[THS] Financial Times: China rating agency condemns rivals

The Harder Stuff in news and commentary ths at psalience.org
Wed Jul 28 12:22:22 CEST 2010


http://www.ft.com/cms/s/0/5632a0b8-94b7-11df-b90e-00144feab49a.html

The Financial Times

China rating agency condemns rivals

By Jamil Anderlini in Beijing

Published: July 21 2010 16:22 | Last updated: July 21 2010 16:22

The head of China’s largest credit rating agency has slammed his western
counterparts for causing the global financial crisis and said that as the world’s largest
creditor nation China should have a bigger say in how governments and their debt
are rated.

“The western rating agencies are politicised and highly ideological and they do not
adhere to objective standards,” Guan Jianzhong, chairman of Dagong Global Credit
Rating, told the Financial Times in an interview. “China is the biggest creditor nation
in the world and with the rise and national rejuvenation of China we should have our
say in how the credit risks of states are judged.”

On the corporate side, Mr Guan argues Moody’s Investors Service, Standard & Poor’s
and Fitch Ratings – the three companies that dominate the global credit rating
industry – have become too close to the clients they are supposed to be objectively
assessing.

He specifically criticised the practice of “rating shopping” by companies who offer
their business to the agency that provides the most favourable rating.

In the aftermath of the financial crisis “rating shopping” has been one of the key
complaints from western regulators , who have heavily criticised the big three
agencies for handing top ratings to mortgage-linked securities that turned toxic when
the US housing market collapsed in 2007.

“The financial crisis was caused because rating agencies didn’t properly disclose risk
and this brought the entire US financial system to the verge of collapse, causing
huge damage to the US and its strategic interests,” Mr Guan said.

Recently, the rating agencies have been criticised for being too slow to downgrade
some of the heavily indebted peripheral eurozone economies, most notably Spain,
which still holds triple A ratings from Moody’s.

There is also a view among many investors that the agencies would shy away from
withdrawing triple A ratings to countries such as the US and UK because of the
political pressure that would bear down on them in the event of such actions.

Last week, privately-owned Dagong published its own sovereign credit ranking in
what it said was a first for a non-western credit rating agency.

The results were very different from those published by Moody’s, Standard & Poor’s
and Fitch, with China ranking higher than the United States, Britain, Japan, France
and most other major economies, reflecting Dagong’s belief that China is more
politically and economically stable than all of these countries.

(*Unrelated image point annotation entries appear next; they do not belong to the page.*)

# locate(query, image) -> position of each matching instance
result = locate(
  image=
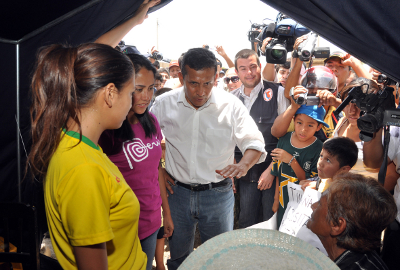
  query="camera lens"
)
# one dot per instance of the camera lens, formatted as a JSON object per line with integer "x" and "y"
{"x": 277, "y": 54}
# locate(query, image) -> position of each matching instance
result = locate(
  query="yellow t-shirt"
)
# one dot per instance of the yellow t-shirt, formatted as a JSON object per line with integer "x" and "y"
{"x": 88, "y": 202}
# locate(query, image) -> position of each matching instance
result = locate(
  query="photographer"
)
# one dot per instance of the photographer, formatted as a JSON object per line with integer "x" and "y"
{"x": 327, "y": 97}
{"x": 341, "y": 64}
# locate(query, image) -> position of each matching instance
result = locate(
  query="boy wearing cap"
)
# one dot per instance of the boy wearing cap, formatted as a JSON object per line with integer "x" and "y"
{"x": 297, "y": 153}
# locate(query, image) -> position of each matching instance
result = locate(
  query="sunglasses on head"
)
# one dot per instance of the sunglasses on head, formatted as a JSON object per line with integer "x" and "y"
{"x": 234, "y": 79}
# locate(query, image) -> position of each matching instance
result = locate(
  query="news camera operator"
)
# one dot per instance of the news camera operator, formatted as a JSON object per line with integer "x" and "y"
{"x": 341, "y": 64}
{"x": 327, "y": 98}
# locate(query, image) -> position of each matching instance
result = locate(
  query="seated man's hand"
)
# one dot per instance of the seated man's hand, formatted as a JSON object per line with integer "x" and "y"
{"x": 298, "y": 41}
{"x": 266, "y": 180}
{"x": 233, "y": 170}
{"x": 168, "y": 181}
{"x": 326, "y": 98}
{"x": 168, "y": 226}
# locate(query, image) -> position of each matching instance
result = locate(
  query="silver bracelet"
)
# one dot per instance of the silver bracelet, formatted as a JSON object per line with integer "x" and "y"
{"x": 290, "y": 162}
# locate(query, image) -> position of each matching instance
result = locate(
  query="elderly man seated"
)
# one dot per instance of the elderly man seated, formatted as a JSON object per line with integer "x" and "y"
{"x": 349, "y": 219}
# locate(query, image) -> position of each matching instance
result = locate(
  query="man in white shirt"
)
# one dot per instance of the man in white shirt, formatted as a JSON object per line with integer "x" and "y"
{"x": 202, "y": 126}
{"x": 264, "y": 101}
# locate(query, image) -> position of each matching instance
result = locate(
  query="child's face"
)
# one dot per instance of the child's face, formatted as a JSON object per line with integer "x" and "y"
{"x": 327, "y": 165}
{"x": 305, "y": 127}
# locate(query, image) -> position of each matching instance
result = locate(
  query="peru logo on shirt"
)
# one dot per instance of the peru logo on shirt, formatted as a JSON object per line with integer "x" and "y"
{"x": 138, "y": 151}
{"x": 268, "y": 94}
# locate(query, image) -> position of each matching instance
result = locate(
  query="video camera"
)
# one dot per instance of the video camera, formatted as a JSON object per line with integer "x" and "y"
{"x": 284, "y": 32}
{"x": 307, "y": 49}
{"x": 372, "y": 106}
{"x": 304, "y": 99}
{"x": 157, "y": 56}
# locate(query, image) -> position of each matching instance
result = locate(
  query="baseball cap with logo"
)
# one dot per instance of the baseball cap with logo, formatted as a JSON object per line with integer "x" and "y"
{"x": 337, "y": 54}
{"x": 315, "y": 112}
{"x": 174, "y": 63}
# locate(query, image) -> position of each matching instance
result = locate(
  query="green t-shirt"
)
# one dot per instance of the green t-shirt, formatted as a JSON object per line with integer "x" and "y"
{"x": 307, "y": 157}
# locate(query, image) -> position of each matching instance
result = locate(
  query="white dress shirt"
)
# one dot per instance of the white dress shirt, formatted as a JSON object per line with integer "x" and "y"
{"x": 283, "y": 102}
{"x": 198, "y": 142}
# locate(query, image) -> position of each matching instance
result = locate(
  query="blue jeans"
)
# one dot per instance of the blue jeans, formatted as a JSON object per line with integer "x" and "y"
{"x": 149, "y": 247}
{"x": 255, "y": 205}
{"x": 211, "y": 209}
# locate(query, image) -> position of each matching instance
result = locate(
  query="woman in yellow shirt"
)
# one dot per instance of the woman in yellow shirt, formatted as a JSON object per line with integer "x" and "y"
{"x": 92, "y": 214}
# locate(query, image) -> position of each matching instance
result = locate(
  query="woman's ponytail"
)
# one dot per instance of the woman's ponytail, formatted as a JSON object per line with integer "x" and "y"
{"x": 65, "y": 80}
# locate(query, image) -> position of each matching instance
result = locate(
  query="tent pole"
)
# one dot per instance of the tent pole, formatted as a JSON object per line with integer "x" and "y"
{"x": 18, "y": 131}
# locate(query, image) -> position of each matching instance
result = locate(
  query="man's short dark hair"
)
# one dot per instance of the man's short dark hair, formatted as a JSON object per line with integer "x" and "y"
{"x": 158, "y": 77}
{"x": 219, "y": 63}
{"x": 286, "y": 65}
{"x": 343, "y": 149}
{"x": 198, "y": 59}
{"x": 162, "y": 70}
{"x": 156, "y": 64}
{"x": 245, "y": 54}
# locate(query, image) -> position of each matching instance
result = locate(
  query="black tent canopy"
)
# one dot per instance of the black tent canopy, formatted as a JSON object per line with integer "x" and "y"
{"x": 366, "y": 29}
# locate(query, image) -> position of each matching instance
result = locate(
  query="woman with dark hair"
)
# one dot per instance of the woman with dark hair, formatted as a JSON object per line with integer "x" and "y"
{"x": 136, "y": 150}
{"x": 349, "y": 219}
{"x": 91, "y": 211}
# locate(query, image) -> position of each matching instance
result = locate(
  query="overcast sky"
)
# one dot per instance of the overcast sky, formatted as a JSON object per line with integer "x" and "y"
{"x": 185, "y": 24}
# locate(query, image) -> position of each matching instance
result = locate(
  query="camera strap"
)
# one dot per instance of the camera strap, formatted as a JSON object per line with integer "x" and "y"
{"x": 386, "y": 140}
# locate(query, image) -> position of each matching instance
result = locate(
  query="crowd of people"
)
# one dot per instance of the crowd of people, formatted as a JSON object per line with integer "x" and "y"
{"x": 121, "y": 142}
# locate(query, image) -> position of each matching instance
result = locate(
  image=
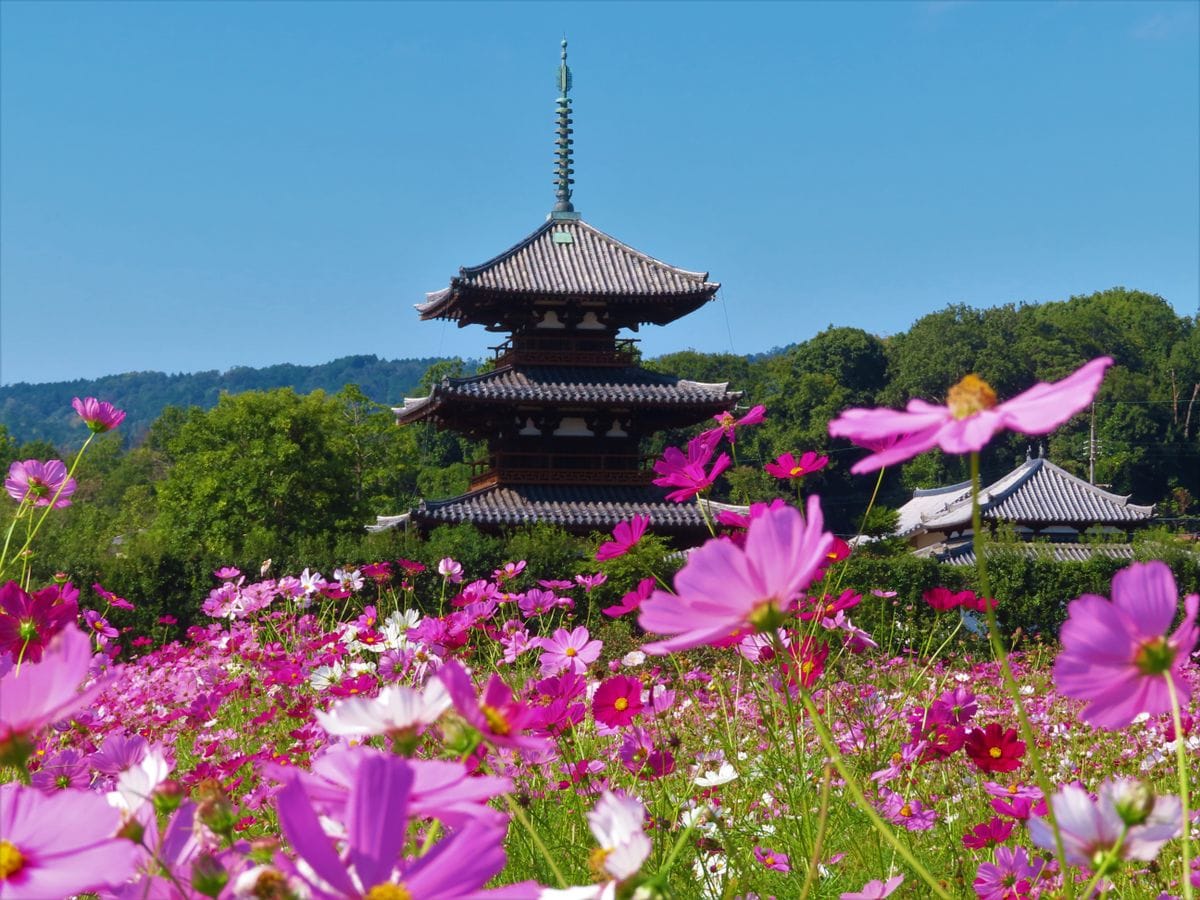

Mr Guan said his company’s methodology has been developed over the last five years
and reflects a more objective assessment of a government’s fiscal position, ability to
govern, economic power, foreign reserves, debt burden and ability to create future
wealth.

“The US is insolvent and faces bankruptcy as a pure debtor nation but the rating
agencies still give it high rankings ,” Mr Guan said. “Actually, the huge military
expenditure of the US is not created by themselves but comes from borrowed money,
which is not sustainable.”

A wildly enthusiastic editorial published by Xinhua , China’s official state newswire,
lauded Dagong’s report as a significant step toward breaking the monopoly of
western rating agencies of which it said China has long been a “victim”.

“Compared with the US’ conquest of the world by means of force, Moody’s has
controlled the world through its dominance in credit ratings,” the editorial said.

First established in 1994, Dagong signed a three-year “technology co-operation”
agreement in 1999 with Moody’s, which provided the Chinese company with its “core
knowledge” and its first “systemic understanding”, according to Mr Guan.

In fact, Dagong is more similar to its three global competitors than it might like to
admit.

Dagong’s share of China’s fledgling credit rating market is around 25 per cent, while
subsidiaries of the big three global agencies control most of the rest.

Dagong’s next goal is to break into the international market, starting with the US.

But even if the company can overcome reluctance from US regulators it may have a
hard time convincing international clients that it is more objective than its western
peers, especially considering the overtly nationalistic tone it strikes at home.